• [深度应用]·实战掌握PyTorch图片分类简明教程


    [深度应用]·实战掌握PyTorch图片分类简明教程

    个人网站--> http://www.yansongsong.cn/

    项目GitHub地址--> https://github.com/xiaosongshine/image_classifier_PyTorch/

    1.引文

    深度学习的比赛中,图片分类是很常见的比赛,同时也是很难取得特别高名次的比赛,因为图片分类已经被大家研究的很透彻,一些开源的网络很容易取得高分。如果大家还掌握不了使用开源的网络进行训练,再慢慢去模型调优,很难取得较好的成绩。

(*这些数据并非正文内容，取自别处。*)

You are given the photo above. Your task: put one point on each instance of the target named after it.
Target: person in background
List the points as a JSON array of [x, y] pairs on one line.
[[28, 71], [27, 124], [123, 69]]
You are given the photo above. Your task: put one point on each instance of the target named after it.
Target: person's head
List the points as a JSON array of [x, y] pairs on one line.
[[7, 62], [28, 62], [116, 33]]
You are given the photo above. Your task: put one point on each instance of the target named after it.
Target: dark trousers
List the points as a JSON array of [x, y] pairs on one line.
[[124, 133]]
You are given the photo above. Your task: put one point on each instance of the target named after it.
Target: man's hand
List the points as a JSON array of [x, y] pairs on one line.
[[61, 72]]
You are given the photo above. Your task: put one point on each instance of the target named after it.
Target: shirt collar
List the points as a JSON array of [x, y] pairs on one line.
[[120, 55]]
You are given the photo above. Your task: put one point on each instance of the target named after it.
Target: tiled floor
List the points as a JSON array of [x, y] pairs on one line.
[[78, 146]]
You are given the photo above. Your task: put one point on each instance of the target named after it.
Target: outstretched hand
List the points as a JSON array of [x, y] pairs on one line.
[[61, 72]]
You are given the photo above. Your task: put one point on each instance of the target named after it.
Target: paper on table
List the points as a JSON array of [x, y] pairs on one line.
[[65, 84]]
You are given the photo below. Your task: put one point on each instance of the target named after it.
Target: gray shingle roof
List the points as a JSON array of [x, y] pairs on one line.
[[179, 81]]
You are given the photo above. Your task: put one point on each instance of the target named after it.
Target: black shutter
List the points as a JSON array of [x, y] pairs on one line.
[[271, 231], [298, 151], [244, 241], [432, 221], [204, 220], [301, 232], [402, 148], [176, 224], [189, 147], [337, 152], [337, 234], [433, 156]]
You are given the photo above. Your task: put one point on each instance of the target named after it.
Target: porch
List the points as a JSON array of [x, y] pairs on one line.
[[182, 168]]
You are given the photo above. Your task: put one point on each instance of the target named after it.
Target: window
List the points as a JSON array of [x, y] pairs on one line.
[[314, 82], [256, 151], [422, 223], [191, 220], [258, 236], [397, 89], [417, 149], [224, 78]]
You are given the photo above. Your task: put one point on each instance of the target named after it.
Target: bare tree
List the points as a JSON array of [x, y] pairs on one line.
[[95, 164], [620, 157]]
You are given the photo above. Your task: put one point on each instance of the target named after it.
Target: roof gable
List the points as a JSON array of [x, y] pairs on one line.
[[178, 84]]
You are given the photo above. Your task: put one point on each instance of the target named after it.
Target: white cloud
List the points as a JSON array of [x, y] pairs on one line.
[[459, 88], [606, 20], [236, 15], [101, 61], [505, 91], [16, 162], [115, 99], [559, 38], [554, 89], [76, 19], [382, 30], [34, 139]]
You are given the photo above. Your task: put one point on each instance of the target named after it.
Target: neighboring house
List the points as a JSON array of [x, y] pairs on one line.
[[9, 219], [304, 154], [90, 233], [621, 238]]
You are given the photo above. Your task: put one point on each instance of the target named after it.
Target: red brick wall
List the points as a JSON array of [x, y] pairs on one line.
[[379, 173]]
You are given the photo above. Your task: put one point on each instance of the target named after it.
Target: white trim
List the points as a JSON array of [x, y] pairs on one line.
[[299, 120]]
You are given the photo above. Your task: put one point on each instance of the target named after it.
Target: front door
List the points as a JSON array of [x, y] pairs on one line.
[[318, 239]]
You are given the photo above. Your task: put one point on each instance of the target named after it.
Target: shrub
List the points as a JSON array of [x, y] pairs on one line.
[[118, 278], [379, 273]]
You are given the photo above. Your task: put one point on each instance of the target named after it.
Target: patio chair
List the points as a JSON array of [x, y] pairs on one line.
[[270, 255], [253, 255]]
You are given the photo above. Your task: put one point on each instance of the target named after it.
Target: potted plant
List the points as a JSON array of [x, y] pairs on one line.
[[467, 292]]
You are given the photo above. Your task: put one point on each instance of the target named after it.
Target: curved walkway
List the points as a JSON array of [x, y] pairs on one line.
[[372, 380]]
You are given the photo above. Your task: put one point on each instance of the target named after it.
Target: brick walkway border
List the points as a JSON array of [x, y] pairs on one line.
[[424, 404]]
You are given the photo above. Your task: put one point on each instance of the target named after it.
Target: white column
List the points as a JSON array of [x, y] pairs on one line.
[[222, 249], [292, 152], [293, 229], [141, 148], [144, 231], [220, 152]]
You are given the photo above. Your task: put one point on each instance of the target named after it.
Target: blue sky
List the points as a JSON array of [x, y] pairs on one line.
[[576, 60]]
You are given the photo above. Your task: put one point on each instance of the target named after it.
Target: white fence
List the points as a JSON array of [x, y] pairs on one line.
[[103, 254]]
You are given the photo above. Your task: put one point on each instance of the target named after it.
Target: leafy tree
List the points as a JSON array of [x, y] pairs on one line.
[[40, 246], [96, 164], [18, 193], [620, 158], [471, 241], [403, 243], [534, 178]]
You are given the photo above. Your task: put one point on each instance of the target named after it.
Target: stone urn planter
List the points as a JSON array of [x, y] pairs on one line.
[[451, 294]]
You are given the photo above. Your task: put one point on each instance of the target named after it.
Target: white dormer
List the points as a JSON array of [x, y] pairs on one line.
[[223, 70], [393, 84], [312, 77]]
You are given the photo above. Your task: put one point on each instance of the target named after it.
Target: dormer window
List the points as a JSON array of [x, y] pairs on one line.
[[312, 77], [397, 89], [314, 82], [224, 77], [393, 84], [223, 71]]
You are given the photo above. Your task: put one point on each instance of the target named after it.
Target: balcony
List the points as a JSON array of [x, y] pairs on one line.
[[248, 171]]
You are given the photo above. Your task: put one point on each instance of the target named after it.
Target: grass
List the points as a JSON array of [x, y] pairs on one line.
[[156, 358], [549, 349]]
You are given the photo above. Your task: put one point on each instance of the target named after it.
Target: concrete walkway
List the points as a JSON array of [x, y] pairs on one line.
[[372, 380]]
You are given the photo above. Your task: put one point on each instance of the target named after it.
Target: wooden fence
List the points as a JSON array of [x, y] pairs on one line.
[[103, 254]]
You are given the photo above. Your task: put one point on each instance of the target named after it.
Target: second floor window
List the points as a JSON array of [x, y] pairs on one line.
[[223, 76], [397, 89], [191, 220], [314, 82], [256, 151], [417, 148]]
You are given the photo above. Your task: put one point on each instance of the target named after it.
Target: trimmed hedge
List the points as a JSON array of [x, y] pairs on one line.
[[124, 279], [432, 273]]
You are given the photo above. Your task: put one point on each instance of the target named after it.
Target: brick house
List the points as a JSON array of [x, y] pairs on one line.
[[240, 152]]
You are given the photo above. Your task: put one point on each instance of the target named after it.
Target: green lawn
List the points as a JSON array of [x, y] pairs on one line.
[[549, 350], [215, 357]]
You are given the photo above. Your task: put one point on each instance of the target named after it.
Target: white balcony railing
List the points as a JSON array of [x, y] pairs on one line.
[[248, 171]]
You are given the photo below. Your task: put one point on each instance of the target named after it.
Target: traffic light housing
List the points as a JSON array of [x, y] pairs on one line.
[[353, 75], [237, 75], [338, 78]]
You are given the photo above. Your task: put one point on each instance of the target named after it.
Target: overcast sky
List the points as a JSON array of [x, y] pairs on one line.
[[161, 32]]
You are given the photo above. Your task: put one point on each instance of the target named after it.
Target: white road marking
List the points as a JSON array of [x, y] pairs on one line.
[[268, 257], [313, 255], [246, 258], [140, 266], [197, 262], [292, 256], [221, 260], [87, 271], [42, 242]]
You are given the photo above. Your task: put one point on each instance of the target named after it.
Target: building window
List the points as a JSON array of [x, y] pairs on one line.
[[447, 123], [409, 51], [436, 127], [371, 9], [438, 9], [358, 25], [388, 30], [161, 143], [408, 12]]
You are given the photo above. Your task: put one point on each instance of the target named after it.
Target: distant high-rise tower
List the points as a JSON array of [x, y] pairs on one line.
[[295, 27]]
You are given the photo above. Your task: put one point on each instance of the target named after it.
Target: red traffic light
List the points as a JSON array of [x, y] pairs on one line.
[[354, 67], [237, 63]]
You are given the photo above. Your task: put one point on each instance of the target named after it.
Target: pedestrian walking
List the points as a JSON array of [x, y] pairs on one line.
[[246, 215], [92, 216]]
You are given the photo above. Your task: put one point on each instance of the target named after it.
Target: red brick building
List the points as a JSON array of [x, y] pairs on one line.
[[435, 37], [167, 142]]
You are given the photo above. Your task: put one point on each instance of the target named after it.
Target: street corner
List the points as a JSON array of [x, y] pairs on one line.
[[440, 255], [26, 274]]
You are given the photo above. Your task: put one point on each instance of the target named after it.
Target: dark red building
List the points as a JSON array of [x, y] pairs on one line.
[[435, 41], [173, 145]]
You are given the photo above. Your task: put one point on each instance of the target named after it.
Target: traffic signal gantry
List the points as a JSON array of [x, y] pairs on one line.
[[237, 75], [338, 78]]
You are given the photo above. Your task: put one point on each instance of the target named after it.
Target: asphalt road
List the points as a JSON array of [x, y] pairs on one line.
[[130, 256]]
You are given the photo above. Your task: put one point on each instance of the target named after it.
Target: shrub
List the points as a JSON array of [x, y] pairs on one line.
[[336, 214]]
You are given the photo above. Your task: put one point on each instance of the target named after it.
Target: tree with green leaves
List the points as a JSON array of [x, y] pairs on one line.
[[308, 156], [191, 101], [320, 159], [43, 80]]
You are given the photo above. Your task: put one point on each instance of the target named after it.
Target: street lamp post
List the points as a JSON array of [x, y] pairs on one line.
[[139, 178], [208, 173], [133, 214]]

    我们在[PyTorch小试牛刀]实战六·准备自己的数据集用于训练讲解了如何制作自己的数据集用于训练,这个教程在此基础上,进行训练与应用。

    2.数据介绍

    数据 下载地址

    这次的实战使用的数据是交通标志数据集,共有62类交通标志。其中训练集数据有4572张照片(每个类别大概七十个),测试数据集有2520张照片(每个类别大概40个)。数据包含两个子目录分别train与test:

    为什么还需要测试数据集呢?这个测试数据集不会拿来训练,是用来进行模型的评估与调优。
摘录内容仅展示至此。